Дуняша ответила застенчивым поклоном, а Царевский, улыбнувшись ей, прошёл за Радищевым в его ещё неблагоустроенный кабинет.
Здесь всё пахло смолой и свежеоструганным деревом. Они присели на табуретки возле самодельного столика, сколоченного Радищевым. На нём лежали исписанные листы бумаги, несколько номеров «Гамбургской газеты» и «Московских ведомостей» и семитомное сочинение Филанджьери «Наука законодательства».
— Знакомо! — показывая рукой на томики в кожаных переплётах с тиснением, сказал Царевский. — Знакомо…
— Всё там же служишь? — осведомился Александр Николаевич.
— В таможне.
Царевский — старый сослуживец Радищева был по-свойски вхож в его дом в те давние годы их совместной службы в таможне. Разное служебное положение, какое они занимали в то время — один директор таможни, другой — надзиратель при страже, не помешало им сойтись ближе, привязаться друг к другу и, наконец, сдружиться.
Александр Николаевич уважал в Царевском ум и честность. Он считал его незаурядным человеком, каким тот и был в действительности.

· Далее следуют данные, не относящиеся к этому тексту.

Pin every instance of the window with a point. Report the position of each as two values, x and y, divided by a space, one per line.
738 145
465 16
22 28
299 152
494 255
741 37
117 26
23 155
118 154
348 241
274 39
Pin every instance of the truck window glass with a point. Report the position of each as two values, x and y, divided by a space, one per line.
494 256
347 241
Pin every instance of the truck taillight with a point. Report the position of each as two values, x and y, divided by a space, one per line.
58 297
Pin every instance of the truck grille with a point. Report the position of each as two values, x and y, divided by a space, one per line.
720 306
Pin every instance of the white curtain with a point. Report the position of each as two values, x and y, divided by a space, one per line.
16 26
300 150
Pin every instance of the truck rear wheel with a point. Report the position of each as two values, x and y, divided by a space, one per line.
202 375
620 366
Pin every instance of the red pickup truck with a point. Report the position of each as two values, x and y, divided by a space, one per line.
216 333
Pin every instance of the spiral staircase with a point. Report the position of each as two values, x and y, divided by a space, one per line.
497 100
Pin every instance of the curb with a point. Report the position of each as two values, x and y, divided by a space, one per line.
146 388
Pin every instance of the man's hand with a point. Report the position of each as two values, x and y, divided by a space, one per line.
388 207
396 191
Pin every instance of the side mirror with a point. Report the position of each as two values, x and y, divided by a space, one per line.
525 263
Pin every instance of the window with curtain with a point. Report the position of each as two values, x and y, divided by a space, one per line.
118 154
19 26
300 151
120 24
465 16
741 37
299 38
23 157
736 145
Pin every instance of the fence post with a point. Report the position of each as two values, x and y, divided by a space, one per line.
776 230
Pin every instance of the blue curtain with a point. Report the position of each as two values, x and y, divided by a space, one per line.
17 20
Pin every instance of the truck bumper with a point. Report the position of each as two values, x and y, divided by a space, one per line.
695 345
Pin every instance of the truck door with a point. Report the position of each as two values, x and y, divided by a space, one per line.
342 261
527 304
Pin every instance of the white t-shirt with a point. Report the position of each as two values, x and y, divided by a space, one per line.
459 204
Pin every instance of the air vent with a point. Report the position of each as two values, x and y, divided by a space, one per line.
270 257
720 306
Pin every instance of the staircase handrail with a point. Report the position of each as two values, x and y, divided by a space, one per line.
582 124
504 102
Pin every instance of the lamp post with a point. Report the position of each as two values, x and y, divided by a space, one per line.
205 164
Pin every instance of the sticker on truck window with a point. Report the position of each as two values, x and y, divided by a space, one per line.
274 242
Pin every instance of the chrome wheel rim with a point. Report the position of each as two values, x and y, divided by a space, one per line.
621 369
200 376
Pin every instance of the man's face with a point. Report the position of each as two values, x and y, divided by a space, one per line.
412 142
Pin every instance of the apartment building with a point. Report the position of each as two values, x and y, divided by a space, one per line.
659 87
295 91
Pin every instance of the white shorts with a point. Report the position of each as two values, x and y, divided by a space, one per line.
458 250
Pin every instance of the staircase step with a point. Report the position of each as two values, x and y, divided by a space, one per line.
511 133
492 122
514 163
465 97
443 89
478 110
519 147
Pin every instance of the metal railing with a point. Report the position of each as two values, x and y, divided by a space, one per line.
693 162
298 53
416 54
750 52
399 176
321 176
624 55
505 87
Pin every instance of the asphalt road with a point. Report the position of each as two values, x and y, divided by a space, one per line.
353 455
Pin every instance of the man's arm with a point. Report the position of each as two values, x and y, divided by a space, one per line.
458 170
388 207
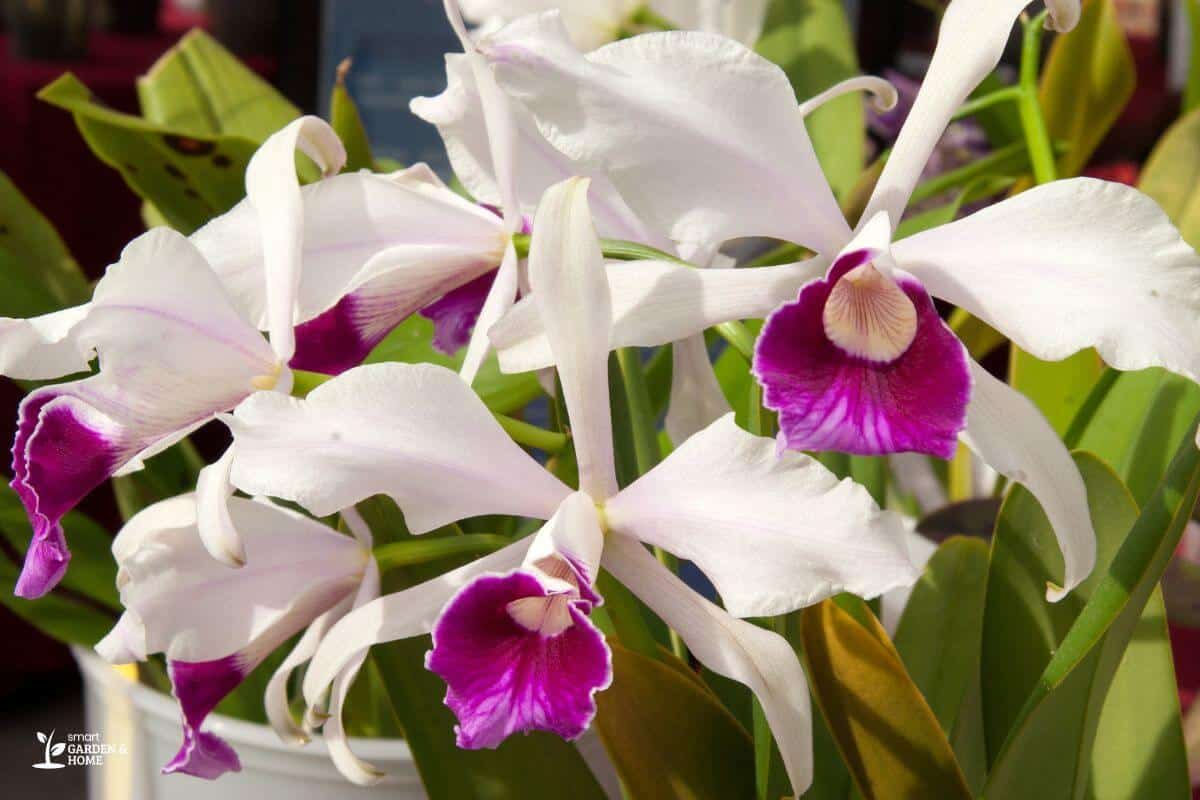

Происходивший из семьи провинциального священника, Александр Алексеевич без всяких связей и поддержки влиятельных людей, благодаря своей настойчивости и трудолюбию, сумел закончить учительскую гимназию в столице и выбиться на самостоятельную дорогу жизни.
В таможню он пришёл из приказа общественного призрения, имея уже опыт учителя. Он был хорошо знаком с философией и риторикой. Сначала он только обучал грамоте старших детей Радищева, а потом, когда Александр Николаевич проникся к молодому учителю доверием, привлёк его к переписыванию рукописи своей книги для набора.
Царевский не только переписывал рукопись, держал корректуру книги, но когда она была отпечатана, помогал распространять её. После ареста Радищева, Царевского также допрашивали, но он скрыл своё участие в издании «Путешествия из Петербурга в Москву». Суду не удалось вырвать из уст Радищева признания об его сообщниках. «Один отвечает за всё, один представляет жертву закона», — записал тогда ответ Шешковский, допрашивавший Радищева.
— Много воды с той поры утекло, — вздохнув, сказал Царевский.
— Много! — в тон ему ответил Александр Николаевич.
— Теперь бы умнее поступили…
— Умнее.
— Заквас прежний бурлит, а?
— Бурлит, Александр Алексеевич.
Глаза у обоих задорно сверкнули. И хотя они перекидывались короткими фразами, со стороны казавшимися малозначительными, каждое слово для них было полно глубокого смысла, ибо за ним вставала жизнь, полная напряжений воли и ума.
— Привёз тебе подарочек. Не пропали даром труды наши. — Царевский довольно потёр руки, предвкушая, как обрадуется Радищев его подарку.
— Не терзай, дорогой, — взмолился Александр Николаевич.
— То-то! — Царевский запустил руку во внутренний карман кафтана, вытащил книгу Меркеля «Латыши» и протянул её Радищеву.
— Меркель? Какой Меркель?
— Остёр на язык, жёлчи много разлито против баронов и пасторов, утесняющих лифляндское крестьянство…
— Меркель?
Морщины, собравшиеся густым пучком на большом лбу Александра Николаевича, мгновенно расползлись.
— Припомнил, где слышал о нём.
И Радищев рассказал, как тринадцать лет тому назад он вместе с Германом Далем, служившим тогда управляющим таможни, совершал поездку по Лифляндии, знакомился с делами тамошней таможни. Вскоре в тех местах вспыхнуло волнение лифляндского крестьянства. Восставшие требовали свободы. Об этом позднее рассказывал Даль. Он же назвал имя Меркеля, чьи страстные статьи в газетах, касавшиеся лифляндских событий, наделали много шума и внесли испуг в правящие круги.
Александр Николаевич с заметным волнением, перелистал книгу Меркеля и вслух прочитал отчёркнутое карандашом.
«От грустной колыбели до могилы, под железною палкою деспотов, с разгоревшимися и потными лбами, работают на барщине целые народы, великие и прекрасные… Бедные братья, неужели вас создал бог для цепей?»
— С какою скорбью сказано о закрепощении человечества!
— Прекрасно сказано! — воодушевлённо отозвался Радищев. — Такие слова разят подобно стреле, прямо в сердце. Да можно ль говорить о сём без скорби, бесстрастными словами, Александр Алексеевич? Нельзя! Подарок твой дорог, спасибо тебе!
Радищев встал, отложил книгу, на стол и заходил из угла в угол по кабинету, пытаясь привести в порядок свои чувства. Он сжимал пальцы, и это выдавало его возбуждение.
— Расскажи о новостях столичных, пока нам не мешают, — нетерпеливо попросил Александр Николаевич.